Между тем премиальные многоборья, дающие повод газетам сообщать о фактах литературы, пока не выдвинули такого Букера, который был бы по-настоящему засчитан. Процессы, идущие параллельно, но в разные стороны, не дают возможности никакому самому профессиональному жюри выстроить для разноприродных текстов единую ценностную шкалу: соответственно фигура победителя всегда подвергается сомнению. Любопытна тенденция снова, как в советские времена, считать глас народа — гласом Божьим: культ успеха применительно к литературе есть курьезнейший гибрид культа денег и культа голосования.

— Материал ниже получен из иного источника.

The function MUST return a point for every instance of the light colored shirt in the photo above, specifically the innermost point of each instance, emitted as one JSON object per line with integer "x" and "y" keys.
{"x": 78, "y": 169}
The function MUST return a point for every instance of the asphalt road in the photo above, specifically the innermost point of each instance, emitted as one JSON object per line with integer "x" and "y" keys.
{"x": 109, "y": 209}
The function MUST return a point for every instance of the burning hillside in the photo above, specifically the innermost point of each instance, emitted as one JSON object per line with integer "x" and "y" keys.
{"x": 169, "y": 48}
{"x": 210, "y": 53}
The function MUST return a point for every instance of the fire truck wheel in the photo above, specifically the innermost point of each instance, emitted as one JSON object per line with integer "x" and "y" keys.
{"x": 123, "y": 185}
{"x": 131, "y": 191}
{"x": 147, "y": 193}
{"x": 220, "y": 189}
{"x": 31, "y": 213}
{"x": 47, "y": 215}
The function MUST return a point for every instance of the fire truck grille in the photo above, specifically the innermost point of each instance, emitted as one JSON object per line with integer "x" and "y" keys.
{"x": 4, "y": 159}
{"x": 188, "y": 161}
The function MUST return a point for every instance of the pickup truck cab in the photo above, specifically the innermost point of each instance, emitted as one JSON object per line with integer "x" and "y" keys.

Резко разрушив литературные иерархии, сообщество пытается столь же резко их восстановить. Понятно, что делается это без учета естественной природы литературы, без понимания нелинейности любого гамбургского счета. Некогда думать и понимать, некогда ждать, когда новое вырастет само. Главный Роман современной русской словесности (при том, что смерть романа провозглашалась неоднократно) нужен здесь и сейчас.
В эту ожидаемую книгу готовы, кажется, вкладываться все: издатели — хорошими деньгами, читатели — трудовым или каким получится рублем, критики — привносимыми в текст актуальными смыслами. Собственно, феномен «привнесения», когда текст представляет собою емкость для наполнения извне, заслуживает отдельного разговора. Кажется, Андрей Немзер употребил для этого случая слово «надышать». Так вот: «надышать» в Суперроман чего-нибудь этакого готовились все практикующие критики и литературные журналисты. Собственно, все были согласны получить некий текст, Очень Похожий на Главный Роман. Разумеется, была важна прежде всего кандидатура автора шедевра: Писателей, Очень Похожих на Классиков, на самом деле раз-два и обчелся.
То, что именно Толстая должна была выступить в приуготовленной роли, казалось очевидным. Этому способствовала, во-первых, длительная интрига: пятнадцатилетнее ожидание нового произведения Толстой плюс анонсы «Кыси» в «Знамени» (так и не получившем текста) изрядно накалили атмосферу. Вторую причину обозначил в своей сердитой рецензии «Азбука как азбука» тот же Немзер: «О Толстой, кажется, никто слова дурного не сказал. Она в равной мере нравится любителям └сорокинской” крутизны и тем, кто гордится классическими вкусами и верностью гуманистическим ценностям». То есть Толстая имела шансы синтезировать ситуацию и оказаться фигурой «над схваткой». В-третьих, существенную роль мог сыграть пресловутый гендер: «женская проза», весьма заметная в литпроцессе, но не получившая, кажется, ни одного первого места ни в одном из литчемпионатов, могла стать источником «свежего решения».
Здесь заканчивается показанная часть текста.